Real-time metabolomics enables the simultaneous and high-throughput analysis of
microbial metabolites without the need for time-consuming sample preparation steps
(Link et al., 2015; Boguszewicz et al., 2019; Nguyen et al., 2020). However, the lack of
chromatographic or electrophoretic separation in this approach reduces the quantitative
capability of this technique (Baidoo and Teixeira Benites, 2019). While MALDI can be
used for high-throughput metabolite screening, MALDI imaging MS has emerged as a
powerful tool for analyzing tissue specimen in an unprecedented detail. MALDI imaging
MS has made significant contributions to the understanding of the biology of disease and
its perspectives for pathology research and practice, as well as in pharmaceutical studies
(Aichler and Walch, 2015; Mahajan and Ontaneda, 2017; Schulz et al., 2019).

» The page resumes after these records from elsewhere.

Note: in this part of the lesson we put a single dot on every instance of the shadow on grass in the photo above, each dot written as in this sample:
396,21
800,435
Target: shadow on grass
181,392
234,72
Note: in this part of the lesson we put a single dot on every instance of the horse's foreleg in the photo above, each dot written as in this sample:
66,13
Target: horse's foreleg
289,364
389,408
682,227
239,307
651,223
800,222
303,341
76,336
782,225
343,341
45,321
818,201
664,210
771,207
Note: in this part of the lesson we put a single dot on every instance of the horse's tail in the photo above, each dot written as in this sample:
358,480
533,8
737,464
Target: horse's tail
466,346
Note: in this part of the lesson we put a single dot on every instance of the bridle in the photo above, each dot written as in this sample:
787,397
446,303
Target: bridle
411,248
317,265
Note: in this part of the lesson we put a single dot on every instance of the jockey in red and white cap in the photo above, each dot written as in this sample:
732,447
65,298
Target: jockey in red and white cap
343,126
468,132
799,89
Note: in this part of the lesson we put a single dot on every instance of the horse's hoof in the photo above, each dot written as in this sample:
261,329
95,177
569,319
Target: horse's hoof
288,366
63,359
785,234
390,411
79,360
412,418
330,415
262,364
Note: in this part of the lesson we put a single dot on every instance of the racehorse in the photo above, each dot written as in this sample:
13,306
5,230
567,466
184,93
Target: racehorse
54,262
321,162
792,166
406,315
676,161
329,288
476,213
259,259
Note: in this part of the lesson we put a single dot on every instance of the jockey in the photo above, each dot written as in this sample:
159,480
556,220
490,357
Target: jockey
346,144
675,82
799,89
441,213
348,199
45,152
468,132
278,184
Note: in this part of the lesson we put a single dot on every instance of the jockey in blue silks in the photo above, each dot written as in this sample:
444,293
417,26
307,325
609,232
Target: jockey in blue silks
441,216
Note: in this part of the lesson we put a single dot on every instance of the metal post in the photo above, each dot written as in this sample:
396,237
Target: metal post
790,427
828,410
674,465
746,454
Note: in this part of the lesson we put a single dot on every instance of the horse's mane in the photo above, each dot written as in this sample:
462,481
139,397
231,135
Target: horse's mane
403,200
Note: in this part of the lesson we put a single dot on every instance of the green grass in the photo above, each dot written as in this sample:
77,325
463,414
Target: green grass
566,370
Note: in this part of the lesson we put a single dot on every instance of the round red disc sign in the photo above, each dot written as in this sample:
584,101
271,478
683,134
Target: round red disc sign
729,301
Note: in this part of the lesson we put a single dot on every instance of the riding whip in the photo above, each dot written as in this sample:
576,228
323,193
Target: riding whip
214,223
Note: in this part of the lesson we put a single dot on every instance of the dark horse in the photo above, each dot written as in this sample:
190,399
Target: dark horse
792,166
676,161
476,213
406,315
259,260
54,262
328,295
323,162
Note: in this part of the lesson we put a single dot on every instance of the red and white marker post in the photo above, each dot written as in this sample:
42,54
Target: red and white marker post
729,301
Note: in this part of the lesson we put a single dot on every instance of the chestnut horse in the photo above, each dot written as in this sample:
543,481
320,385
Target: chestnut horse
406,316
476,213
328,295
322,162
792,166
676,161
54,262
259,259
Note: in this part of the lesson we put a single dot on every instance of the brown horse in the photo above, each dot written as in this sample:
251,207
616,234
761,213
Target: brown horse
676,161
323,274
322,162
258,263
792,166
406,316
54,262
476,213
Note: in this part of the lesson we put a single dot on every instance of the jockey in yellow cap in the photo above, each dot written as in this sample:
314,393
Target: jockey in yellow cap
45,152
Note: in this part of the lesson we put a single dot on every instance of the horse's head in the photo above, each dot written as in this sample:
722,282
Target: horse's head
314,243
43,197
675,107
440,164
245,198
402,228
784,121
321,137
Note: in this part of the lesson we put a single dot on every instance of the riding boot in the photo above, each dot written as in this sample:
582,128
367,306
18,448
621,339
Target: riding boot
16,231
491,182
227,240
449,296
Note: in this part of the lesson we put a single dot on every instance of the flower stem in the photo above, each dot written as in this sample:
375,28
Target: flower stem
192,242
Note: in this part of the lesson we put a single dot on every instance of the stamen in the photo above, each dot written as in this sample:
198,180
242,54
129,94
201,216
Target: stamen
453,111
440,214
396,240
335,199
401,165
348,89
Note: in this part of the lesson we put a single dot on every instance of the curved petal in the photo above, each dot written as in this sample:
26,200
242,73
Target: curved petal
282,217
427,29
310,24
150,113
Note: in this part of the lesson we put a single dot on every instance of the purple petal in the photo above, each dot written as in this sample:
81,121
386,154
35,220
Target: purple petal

Metabolomics technologies are regularly applied to metabolic flux analysis (MFA, i.e.,
13C) studies (Baidoo and Teixeira Benites, 2019). MFA determines the rates of in vivo
metabolic reactions. Thus, enabling an understanding of carbon and energy flow
throughout the metabolic network in a cell. Overall, MFA accelerates the discovery of
novel metabolic pathways and enzymes for improved synthetic bioproduction (Feng et
al., 2010; Ando and García Martín, 2019; Babele and Young, 2019; Vavricka et al.,
2020). However, the availability and high cost of stable isotope compounds can limit
MFA capability (Gonzalez and Pierron, 2015).
The recent advancement in omics technologies has improved the analysis efficiency by
reducing cost and time, but also by collecting informative and meaningful multi-omics
data. Thus, facilitating the implementation of multi-omics techniques in systems biology
studies. However, integrating multi-omics platforms is still an ongoing challenge due to
their inherent data differences (Saito and Matsuda, 2010; Yizhak et al., 2010; Brunk et
al., 2016; Koh et al., 2018; Pinu et al., 2019; Vavricka et al., 2020). For example,
genomics data are qualitative, accurate and reproducible, while other “omics” data, such
as proteomics and metabolomics are both qualitative and quantitative, not as
reproducible, and noisy (Kuo et al., 2002; MacLean et al., 2010; Guo et al., 2013; Gross
et al., 2018). Further, multi-omics data is normally pre-treated by various data treatment
methods (e.g., deconvolution, normalization, scaling, and transformation) and software
before being integrated. Multi-omics studies also require experts in their respective
“omics” fields (as well as IT support) to validate multi-omics data. While this provides
greater data interpretation accuracy it does, however, complicate data acquisition and
analysis.
Recently, Pinu et al. discussed some recommendations to overcome the major challenge
facing the implementation of multi-omics techniques in systems biology, which is the
differences among their inherent data. The aim of their recommendations is to make
researchers aware of the importance of having a proper experimental design in the first
place. Thus, the appropriate biological samples should be carefully selected, prepared,
and stored before planning any “omics” study. Afterward, researchers should carefully
collect quantitative multi-omics data and associated meta-data and select better tools for
integration and interpretation of the data. Finally, develop new resources for the
deposition of intact multi-omics data sets (Pinu et al., 2019). It is also necessary to select
or develop methods that keep the optimum balance between high recovery and low
degradation of extracted biological features.